Although white suburban women were praised for helping to flip the U.S. House from Republican to Democratic control, liberal political pundits and activists criticized them for backing Kemp over the female Democratic candidate.

But another group of voters also raised eyebrows for how they voted in the race, in which Abrams fell about 17,000 votes short of forcing a runoff with Kemp.

Black men voted for Kemp at a higher rate than black women, according to exit polling, a data point that drew gasps and rebuke on social media and news commentary.

According to CNN’s exit polling, 11 percent of black men voted for Kemp; the Associated Press’s Vote Cast reported 8 percent.

Those numbers are reminiscent of the double-digit level of support that Donald Trump got among black men in the 2016 presidential election. Trump endorsed Kemp, which helped him win a runoff primary contest in July, and he traveled to Georgia to stump for Kemp two days before the Nov. 6 election.

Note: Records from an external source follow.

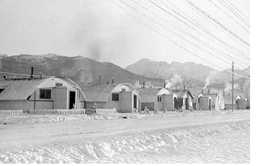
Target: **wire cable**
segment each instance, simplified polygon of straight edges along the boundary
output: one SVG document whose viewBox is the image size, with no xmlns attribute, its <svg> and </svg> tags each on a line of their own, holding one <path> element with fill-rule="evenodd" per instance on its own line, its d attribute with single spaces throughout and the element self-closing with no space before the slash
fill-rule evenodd
<svg viewBox="0 0 256 166">
<path fill-rule="evenodd" d="M 203 17 L 204 17 L 205 19 L 206 19 L 207 20 L 208 20 L 209 22 L 210 22 L 214 26 L 215 26 L 215 27 L 216 27 L 216 28 L 217 28 L 217 29 L 219 29 L 220 30 L 221 30 L 221 31 L 222 31 L 223 33 L 224 33 L 225 34 L 226 34 L 227 36 L 228 36 L 229 37 L 230 37 L 231 39 L 232 39 L 234 41 L 237 42 L 238 44 L 239 44 L 243 48 L 244 48 L 244 49 L 245 49 L 247 50 L 248 50 L 248 51 L 249 51 L 249 50 L 248 48 L 246 48 L 245 45 L 244 45 L 243 44 L 242 44 L 240 42 L 239 42 L 238 41 L 237 41 L 237 40 L 236 40 L 235 38 L 233 38 L 233 36 L 231 36 L 229 33 L 226 33 L 226 32 L 225 32 L 224 30 L 223 29 L 221 28 L 219 26 L 217 26 L 217 25 L 216 23 L 214 23 L 212 21 L 211 21 L 210 19 L 209 19 L 208 18 L 207 18 L 205 15 L 202 14 L 202 13 L 199 12 L 198 10 L 197 10 L 195 9 L 194 9 L 194 8 L 193 8 L 192 6 L 191 6 L 191 5 L 190 5 L 189 4 L 188 4 L 187 2 L 186 2 L 186 3 L 185 2 L 185 0 L 182 0 L 181 2 L 183 3 L 184 3 L 185 5 L 187 5 L 187 6 L 188 6 L 190 8 L 191 8 L 192 10 L 193 10 L 195 12 L 196 12 L 196 13 L 197 13 L 198 14 L 201 15 L 201 16 L 202 16 Z M 227 44 L 227 45 L 229 45 L 229 44 Z M 237 52 L 239 52 L 239 54 L 241 54 L 241 55 L 245 57 L 245 55 L 246 54 L 245 53 L 242 53 L 241 51 L 239 51 L 236 48 L 234 48 L 234 47 L 233 47 L 233 46 L 231 46 L 230 45 L 230 45 L 230 47 L 232 48 L 233 49 L 236 50 Z M 247 58 L 248 58 L 248 57 L 247 57 Z"/>
<path fill-rule="evenodd" d="M 175 7 L 173 4 L 170 4 L 170 3 L 169 3 L 168 1 L 167 1 L 167 2 L 170 4 L 170 5 L 173 6 L 174 7 Z M 184 2 L 183 2 L 184 3 Z M 165 4 L 165 5 L 166 6 L 168 6 L 168 5 L 166 4 Z M 186 5 L 187 5 L 186 4 L 185 4 Z M 189 6 L 189 7 L 190 6 Z M 172 10 L 174 12 L 175 12 L 175 13 L 176 13 L 177 14 L 180 15 L 181 17 L 182 17 L 182 18 L 183 18 L 184 19 L 186 19 L 186 20 L 187 20 L 188 21 L 189 21 L 189 22 L 190 22 L 191 24 L 194 25 L 194 26 L 195 26 L 196 27 L 197 27 L 197 28 L 198 28 L 199 29 L 200 29 L 201 31 L 203 31 L 204 32 L 205 32 L 206 34 L 207 34 L 208 35 L 212 37 L 214 39 L 215 39 L 216 40 L 219 41 L 220 42 L 222 43 L 223 44 L 225 45 L 225 46 L 227 46 L 227 47 L 228 47 L 229 48 L 231 49 L 233 49 L 234 51 L 236 51 L 238 53 L 235 53 L 234 51 L 231 50 L 229 50 L 229 49 L 228 49 L 227 48 L 224 47 L 224 46 L 223 46 L 222 45 L 219 44 L 219 43 L 218 42 L 216 42 L 216 41 L 215 41 L 214 40 L 213 40 L 212 39 L 211 39 L 210 38 L 208 37 L 208 36 L 205 36 L 204 34 L 202 34 L 201 33 L 200 33 L 200 32 L 199 32 L 198 31 L 197 31 L 197 30 L 195 30 L 195 29 L 194 29 L 193 28 L 191 28 L 190 26 L 188 26 L 189 27 L 192 28 L 193 29 L 194 29 L 194 30 L 195 30 L 196 31 L 197 31 L 197 32 L 198 32 L 199 33 L 200 33 L 201 35 L 203 35 L 204 37 L 207 38 L 207 39 L 208 39 L 209 40 L 211 40 L 211 41 L 215 42 L 215 43 L 217 44 L 218 45 L 220 45 L 220 46 L 221 46 L 222 48 L 224 48 L 224 49 L 225 49 L 226 50 L 227 50 L 230 52 L 231 52 L 232 53 L 234 54 L 236 54 L 236 55 L 240 57 L 241 58 L 242 58 L 243 59 L 244 59 L 245 60 L 249 60 L 250 58 L 248 58 L 247 56 L 246 56 L 245 55 L 245 53 L 242 53 L 240 51 L 239 51 L 238 50 L 237 50 L 236 48 L 234 48 L 233 46 L 230 45 L 230 44 L 229 44 L 228 43 L 225 42 L 225 41 L 223 41 L 222 40 L 219 39 L 219 38 L 218 38 L 217 36 L 214 35 L 213 34 L 212 34 L 211 33 L 211 32 L 210 32 L 209 31 L 208 31 L 207 30 L 206 30 L 205 28 L 204 28 L 204 27 L 203 27 L 201 25 L 200 25 L 199 23 L 198 23 L 197 21 L 196 21 L 195 20 L 194 20 L 193 18 L 191 18 L 191 17 L 188 16 L 186 16 L 187 17 L 188 17 L 188 18 L 189 18 L 191 20 L 192 20 L 194 22 L 193 22 L 193 21 L 191 21 L 191 20 L 190 20 L 189 19 L 187 19 L 187 18 L 186 18 L 185 16 L 183 16 L 182 14 L 181 14 L 180 13 L 179 13 L 178 11 L 175 11 L 175 10 L 174 10 L 173 9 L 172 9 L 172 8 L 170 7 L 168 7 L 168 6 L 167 6 L 167 7 Z M 159 7 L 160 8 L 160 7 Z M 162 8 L 160 8 L 161 9 L 162 9 Z M 177 8 L 176 8 L 177 9 Z M 178 9 L 177 9 L 178 10 L 179 10 Z M 194 8 L 193 8 L 193 10 L 194 10 Z M 198 12 L 197 11 L 195 11 L 196 12 Z M 183 13 L 182 11 L 180 11 L 181 12 Z M 170 15 L 171 15 L 172 16 L 173 16 L 172 14 L 169 13 L 169 12 L 168 12 L 168 14 L 169 14 Z M 183 13 L 183 14 L 185 14 L 184 13 Z M 199 13 L 200 14 L 200 13 Z M 175 17 L 175 18 L 177 18 L 176 17 Z M 178 18 L 177 18 L 178 19 Z M 180 20 L 179 19 L 178 19 L 178 20 Z M 181 21 L 182 21 L 181 20 Z M 186 25 L 187 25 L 187 24 L 186 24 L 185 23 L 184 23 L 183 21 L 182 21 L 182 22 Z M 216 25 L 215 24 L 214 24 L 214 26 L 216 26 Z M 219 27 L 217 27 L 218 28 L 220 28 Z M 221 29 L 221 31 L 223 31 L 222 29 Z M 227 35 L 229 35 L 228 34 L 226 34 Z M 235 40 L 236 41 L 236 40 Z M 239 42 L 239 43 L 240 44 L 241 44 L 240 42 Z M 241 45 L 242 46 L 244 46 L 244 45 Z"/>
<path fill-rule="evenodd" d="M 44 76 L 44 75 L 26 75 L 23 74 L 17 74 L 17 73 L 7 73 L 7 72 L 0 72 L 0 74 L 3 74 L 6 75 L 17 75 L 17 76 L 33 76 L 33 77 L 55 77 L 54 76 Z"/>
<path fill-rule="evenodd" d="M 234 36 L 235 37 L 238 38 L 239 40 L 242 41 L 243 43 L 245 43 L 245 44 L 247 45 L 248 46 L 250 46 L 250 44 L 249 44 L 247 42 L 246 42 L 245 40 L 243 39 L 242 38 L 239 37 L 238 35 L 237 35 L 236 33 L 231 31 L 230 30 L 228 29 L 227 27 L 226 27 L 224 25 L 223 25 L 222 23 L 220 22 L 219 21 L 218 21 L 216 19 L 214 18 L 213 17 L 211 16 L 209 14 L 208 14 L 207 12 L 206 12 L 205 11 L 202 10 L 202 9 L 200 8 L 198 6 L 196 6 L 195 4 L 192 3 L 191 1 L 189 0 L 185 0 L 190 5 L 191 5 L 194 8 L 196 8 L 197 10 L 199 11 L 200 12 L 201 12 L 203 14 L 208 17 L 209 19 L 214 21 L 215 23 L 219 25 L 221 28 L 222 28 L 223 29 L 224 29 L 225 31 L 226 31 L 227 32 L 230 33 L 232 35 Z"/>
<path fill-rule="evenodd" d="M 250 34 L 250 32 L 248 31 L 247 29 L 245 29 L 244 27 L 243 27 L 242 25 L 241 25 L 239 22 L 238 22 L 237 20 L 236 20 L 234 18 L 233 18 L 232 17 L 231 17 L 228 14 L 227 14 L 226 12 L 225 12 L 223 10 L 222 10 L 221 8 L 220 8 L 219 6 L 218 6 L 216 4 L 215 4 L 212 1 L 209 0 L 209 1 L 212 3 L 216 8 L 219 9 L 220 11 L 222 11 L 225 14 L 226 14 L 228 17 L 231 18 L 232 20 L 233 20 L 234 22 L 236 22 L 237 24 L 238 24 L 242 28 L 243 28 L 244 30 L 245 30 L 246 32 L 247 32 L 249 34 Z"/>
<path fill-rule="evenodd" d="M 140 3 L 138 3 L 138 2 L 137 2 L 135 0 L 131 0 L 133 2 L 134 2 L 134 3 L 136 4 L 137 5 L 139 5 L 140 6 L 141 6 L 142 8 L 143 8 L 143 9 L 146 10 L 147 11 L 150 12 L 150 13 L 152 13 L 153 14 L 154 14 L 154 15 L 156 16 L 157 17 L 158 17 L 158 18 L 160 18 L 162 19 L 163 19 L 165 22 L 168 23 L 168 25 L 169 25 L 170 26 L 174 27 L 175 28 L 176 28 L 176 29 L 178 29 L 179 31 L 182 32 L 182 33 L 184 33 L 186 35 L 187 35 L 189 36 L 190 36 L 191 38 L 193 38 L 194 40 L 195 40 L 196 41 L 197 41 L 197 42 L 201 43 L 201 44 L 204 44 L 204 45 L 205 45 L 207 48 L 210 49 L 210 50 L 215 51 L 215 52 L 216 53 L 218 53 L 220 55 L 221 55 L 221 56 L 222 56 L 223 57 L 227 58 L 227 59 L 228 59 L 229 60 L 230 60 L 231 61 L 233 61 L 233 60 L 232 59 L 231 59 L 232 58 L 228 55 L 227 54 L 225 54 L 225 53 L 223 53 L 223 52 L 221 52 L 220 51 L 219 51 L 218 49 L 216 49 L 216 48 L 214 48 L 214 47 L 210 46 L 209 44 L 205 43 L 205 42 L 200 40 L 199 39 L 198 39 L 198 38 L 197 38 L 196 37 L 192 35 L 191 34 L 190 34 L 190 33 L 187 33 L 187 32 L 185 31 L 183 31 L 180 29 L 179 29 L 179 28 L 178 28 L 177 27 L 176 27 L 175 26 L 174 26 L 174 25 L 169 23 L 168 21 L 167 21 L 166 19 L 164 19 L 164 18 L 162 18 L 161 16 L 160 16 L 159 15 L 158 15 L 157 13 L 153 12 L 152 11 L 151 11 L 151 10 L 150 10 L 148 8 L 146 8 L 146 7 L 145 7 L 144 5 L 140 4 Z M 230 57 L 231 58 L 228 58 L 227 57 L 226 57 L 226 56 L 225 56 L 225 55 L 223 55 L 223 54 L 225 54 L 225 55 L 227 56 L 228 57 Z M 238 61 L 241 62 L 241 61 L 240 61 L 239 60 L 238 60 Z M 226 62 L 227 62 L 227 63 L 228 64 L 230 64 L 230 63 L 229 62 L 227 62 L 226 61 L 225 61 Z M 243 66 L 243 67 L 244 67 L 243 66 L 242 66 L 242 65 L 240 65 L 240 66 Z M 241 69 L 242 69 L 242 68 L 240 68 Z"/>
<path fill-rule="evenodd" d="M 218 0 L 222 5 L 225 6 L 228 10 L 231 12 L 235 16 L 236 16 L 240 20 L 241 20 L 244 24 L 245 24 L 248 27 L 250 27 L 250 23 L 248 22 L 246 20 L 243 19 L 239 14 L 236 12 L 231 7 L 230 7 L 225 1 Z M 225 5 L 224 5 L 225 4 Z"/>
<path fill-rule="evenodd" d="M 202 57 L 201 57 L 200 56 L 191 52 L 191 51 L 190 51 L 189 50 L 187 50 L 187 49 L 185 48 L 184 47 L 183 47 L 183 46 L 182 46 L 181 45 L 176 43 L 175 41 L 173 41 L 173 40 L 172 40 L 171 39 L 170 39 L 169 38 L 168 38 L 168 37 L 165 36 L 164 35 L 163 35 L 162 33 L 160 33 L 159 31 L 158 31 L 158 30 L 155 29 L 154 28 L 152 28 L 151 26 L 150 26 L 148 24 L 147 24 L 147 23 L 146 23 L 145 21 L 144 21 L 143 20 L 141 20 L 141 19 L 140 19 L 139 18 L 138 18 L 138 17 L 137 17 L 136 16 L 135 16 L 135 15 L 134 15 L 133 13 L 131 13 L 130 12 L 129 12 L 129 11 L 127 11 L 127 10 L 125 9 L 124 8 L 123 8 L 122 7 L 121 7 L 121 6 L 119 5 L 118 4 L 117 4 L 116 2 L 115 2 L 113 0 L 110 0 L 110 1 L 111 1 L 113 4 L 114 4 L 115 5 L 116 5 L 117 7 L 118 7 L 119 8 L 121 8 L 122 10 L 124 10 L 124 11 L 125 11 L 126 12 L 127 12 L 127 13 L 129 13 L 129 14 L 130 14 L 131 16 L 132 16 L 133 17 L 134 17 L 134 18 L 135 18 L 136 19 L 138 20 L 139 21 L 141 21 L 142 23 L 143 23 L 144 25 L 145 25 L 145 26 L 146 26 L 147 27 L 148 27 L 149 28 L 150 28 L 151 30 L 154 31 L 155 32 L 156 32 L 156 33 L 157 33 L 158 34 L 159 34 L 159 35 L 160 35 L 161 36 L 162 36 L 162 37 L 164 37 L 165 39 L 166 39 L 167 40 L 168 40 L 169 41 L 170 41 L 171 42 L 172 42 L 173 43 L 177 45 L 177 46 L 180 47 L 181 48 L 183 49 L 183 50 L 185 50 L 186 51 L 187 51 L 187 52 L 188 52 L 189 53 L 190 53 L 193 55 L 194 55 L 194 56 L 196 56 L 197 57 L 201 59 L 201 60 L 203 60 L 203 61 L 205 61 L 211 64 L 212 64 L 212 65 L 216 66 L 216 67 L 218 67 L 218 68 L 219 68 L 220 69 L 222 69 L 224 70 L 225 70 L 228 73 L 231 73 L 231 74 L 233 74 L 234 75 L 236 75 L 238 76 L 240 76 L 241 77 L 243 77 L 243 78 L 247 78 L 247 79 L 250 79 L 250 78 L 249 77 L 245 77 L 245 76 L 242 76 L 242 75 L 240 75 L 239 74 L 236 74 L 236 73 L 232 73 L 231 72 L 230 72 L 229 70 L 227 70 L 225 69 L 224 69 L 217 65 L 216 65 L 215 64 L 207 60 L 205 60 L 204 58 L 203 58 Z"/>
</svg>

Kemp’s campaign mirrored Trump’s political themes and rhetoric. During the primary, Kemp promised to protect the Second Amendment by running a campaign ad in which he brandished a shotgun at a teenage boy who wanted to date his daughter. Another ad showed him sitting in a pickup truck that he said he’d use to personally “round up criminal illegals.” He described Abrams, who campaigned on expanding Medicaid, increasing spending on education and protecting the rights of women, immigrants and people of color, as “radical” and “extreme.”

“How can so many black men still align with a party that, now more than ever, is unified by white identity politics?” Renée Graham asked in a Boston Globe column after the election. “This Republican Party is not the party of Lincoln. This is unabashedly the party of white supremacy, migrant family separations, racist fearmongering, and Brett Kavanaugh.”